This does not require fatalism. We can’t just flop down and allow ourselves to be overwhelmed. If I fall into the sea, my instinct is to push to the surface and try to save myself—whether I know how to swim, or not. Isn’t this instinct the basis of panic? If we truly were fatalists, we would never panic. We would just accept what the world was throwing at us and prepare to accept the outcome, whether good or bad. But no; we have an inborn sense that things could--should—be better, so we strive to make a difference. There must be something better than drowning, so don’t just fold your arms and submit to fate. No! Flail! Thrash! Push! Thrust towards the surface! Strike out towards the shore, however distant it may be! Make a difference! Save yourself!
Or, for that matter, save someone else. Throw yourself into a dangerous rip-tide because you observe a total stranger in distress—a stranger whose death would not make one jot of difference to your cosy life. Why endanger yourself for this stranger—perhaps someone whom you might not even have liked, had you met one another in business, or at a cocktail party? This just has to be something to do with the nobility of the human spirit—the sense that things ought to be better; that this stranger should not drown before my helpless (or apathetic) gaze—the compunction that makes me intervene, even at the risk of my own life and of the happiness of those dear to me.
Could such nobility have been infused into its creation by an impersonal force—the Great Electrolux In The Universe, Mother Nature, the Giant Pumpkin, or whatever name is currently in vogue? I think not. “Impersonal” cannot give rise to “Personal”. “Impersonal” cannot create or infuse nobility, spirit, love, care, joy, enthusiasm. Non-life cannot give rise to life; non-spirit cannot infuse spirit.
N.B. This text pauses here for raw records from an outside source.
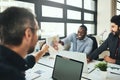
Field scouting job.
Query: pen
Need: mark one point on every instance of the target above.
(115, 73)
(91, 70)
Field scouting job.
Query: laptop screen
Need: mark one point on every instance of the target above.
(67, 69)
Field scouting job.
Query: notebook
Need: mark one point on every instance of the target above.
(67, 69)
(77, 56)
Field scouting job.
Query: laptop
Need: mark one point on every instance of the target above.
(67, 69)
(76, 56)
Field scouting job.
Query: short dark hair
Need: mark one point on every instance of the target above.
(13, 21)
(84, 27)
(116, 19)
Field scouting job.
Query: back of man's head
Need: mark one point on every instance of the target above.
(116, 19)
(13, 24)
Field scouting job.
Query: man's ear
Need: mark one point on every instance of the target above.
(119, 27)
(28, 34)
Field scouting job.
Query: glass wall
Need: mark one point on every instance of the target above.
(63, 17)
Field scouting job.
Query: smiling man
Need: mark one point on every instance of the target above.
(79, 42)
(112, 43)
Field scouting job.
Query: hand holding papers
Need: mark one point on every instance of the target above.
(54, 45)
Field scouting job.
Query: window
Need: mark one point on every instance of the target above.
(89, 17)
(73, 15)
(49, 11)
(76, 3)
(72, 28)
(89, 4)
(118, 7)
(52, 28)
(63, 17)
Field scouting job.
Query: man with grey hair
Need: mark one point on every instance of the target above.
(18, 34)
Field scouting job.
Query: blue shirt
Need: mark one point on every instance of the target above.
(84, 46)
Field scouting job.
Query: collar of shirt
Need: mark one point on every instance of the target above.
(12, 58)
(85, 38)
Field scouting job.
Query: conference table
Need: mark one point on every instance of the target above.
(44, 68)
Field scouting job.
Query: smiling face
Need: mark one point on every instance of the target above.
(81, 33)
(114, 29)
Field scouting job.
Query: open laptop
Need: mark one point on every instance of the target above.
(67, 69)
(76, 56)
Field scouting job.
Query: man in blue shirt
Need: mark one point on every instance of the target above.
(79, 42)
(112, 43)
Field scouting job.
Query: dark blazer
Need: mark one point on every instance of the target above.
(110, 43)
(13, 66)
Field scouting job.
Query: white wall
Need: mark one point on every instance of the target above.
(104, 16)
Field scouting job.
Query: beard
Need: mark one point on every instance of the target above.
(117, 33)
(31, 49)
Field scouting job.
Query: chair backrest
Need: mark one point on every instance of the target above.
(95, 44)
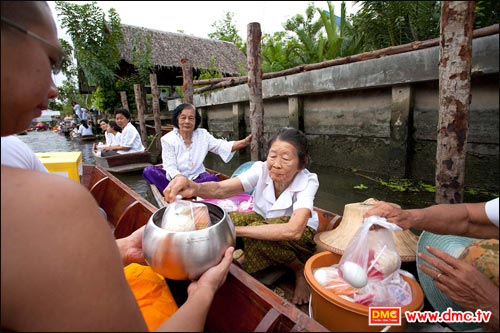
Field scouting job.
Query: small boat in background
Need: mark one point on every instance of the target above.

While we might admire beauty, even the world’s most beautiful (inanimate) work of art has never been known for its spirit of self-sacrifice, its passion, its love, its empathy. Those qualities can only be attributed to personal beings. And what you don’t have, you can’t pass on to others.
And so, to return to where I started; I can only make sense of this world in the context of my belief and trust in a personal God Who is all-loving, all-powerful, all-knowing, and omnipresent; a God Who has given mankind freewill, knowing we would abuse it, and has provided a salvation plan which even we cannot mess up.
[This was the basis of a sermon that I preached early this year in the chapel at the seminary where I teach.]